Corporate bond issues are now firmly in the hands of wholesale markets. Data compiled by the International Capital Market Association shows that in 2000, 90% of bonds issued across Europe had a minimum investment of €1,000. In 2018, 90% of all bond issues had a minimum investment of €100,000.

The UK has signaled its intention to address this issue post-Brexit. That of the Treasury paper on the results of its review of the UK prospectus regime this year acknowledged the “artificial incentive” to issue high-denomination securities. He said the government did not intend to include face value as a factor that would allow for different disclosure for non-equity securities.

The Financial Conduct Authority has also confirmed that it wants the UK to derogate from EU rules for what are classified as packaged retail and insurance-based investment products, in a bid to promote liquidity. and choice in the retail corporate bond market.

The UK has a long love affair with direct investing and stock ownership – from personal stock plans to the 23-year-old “shares and shares” ISA. But outside the parameters of National Savings & Investments, the UK has rarely focused on offering regulated income as a product. In contrast, income is a larger share of US investors’ portfolios, such as the $4 billion municipal bond market issues, which are largely tax-exempt.

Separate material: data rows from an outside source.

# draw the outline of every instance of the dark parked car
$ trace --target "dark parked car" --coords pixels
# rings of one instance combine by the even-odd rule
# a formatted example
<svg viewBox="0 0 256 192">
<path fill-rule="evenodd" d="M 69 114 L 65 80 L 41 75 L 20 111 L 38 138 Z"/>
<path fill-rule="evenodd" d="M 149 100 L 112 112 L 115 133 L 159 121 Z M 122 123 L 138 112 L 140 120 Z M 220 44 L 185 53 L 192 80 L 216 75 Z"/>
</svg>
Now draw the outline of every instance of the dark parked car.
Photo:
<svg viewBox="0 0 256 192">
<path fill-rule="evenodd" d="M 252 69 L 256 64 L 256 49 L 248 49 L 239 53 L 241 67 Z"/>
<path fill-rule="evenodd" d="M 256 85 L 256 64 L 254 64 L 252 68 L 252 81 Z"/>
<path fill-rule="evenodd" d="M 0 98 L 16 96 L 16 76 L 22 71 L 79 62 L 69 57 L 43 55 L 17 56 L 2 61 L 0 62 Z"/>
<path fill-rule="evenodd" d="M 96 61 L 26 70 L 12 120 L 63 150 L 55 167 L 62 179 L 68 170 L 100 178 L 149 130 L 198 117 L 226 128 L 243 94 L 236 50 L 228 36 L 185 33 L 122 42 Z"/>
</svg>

UK individuals should have better access to bonds from listed companies, such as those on the FTSE 100 or organizations that have a similar level of oversight. We need issuers to consider adopting smaller corporate bonds, freeing up productive capital in line with government and FCA ambitions.

It is also the responsibility of the financial services industry to support sound investments and ensure the availability of appropriate financial products. This takes on added importance given the FCA’s goal of turning hoarded savings into investable assets, as announced last year.

Global financial markets are rightly focused on engaging the next generation of investors, but recent census data shows that baby boomers are the largest demographic group in the UK, the most 65 years representing 18.6% of the population. Similarly, the group with the highest average level of savings are those aged 60-64 – they enjoy an average net financial wealth of £116,900 compared to an average net financial wealth of £28,400 for those aged 35-64. 39 years old.

The deployment of excess liquidity among this older group is driving some savers into unregulated territory, such as cryptocurrencies and other unsuitable commodities, in their pursuit of income.

Indeed, some UK investors suffered from the 2020 Blackmore Bond fiasco, which followed the London Capital Finance mini-bond scandal in 2019. Both investment schemes lured unsuspecting consumers and cost them millions. of books, when they were simply looking higher. income than with traditional savings accounts.

These scandals underscored the importance of the FCA’s commitment to a new consumption obligationa set of measures to improve communications and ensure that products and services meet consumer needs.

It’s time to engage investors more by ensuring secure and transparent access to top rated regulated listed bonds. This would support diversified funding streams for higher quality issuers and help bridge the savings gap in the UK as consumer portfolios shift from growth aspirations to income.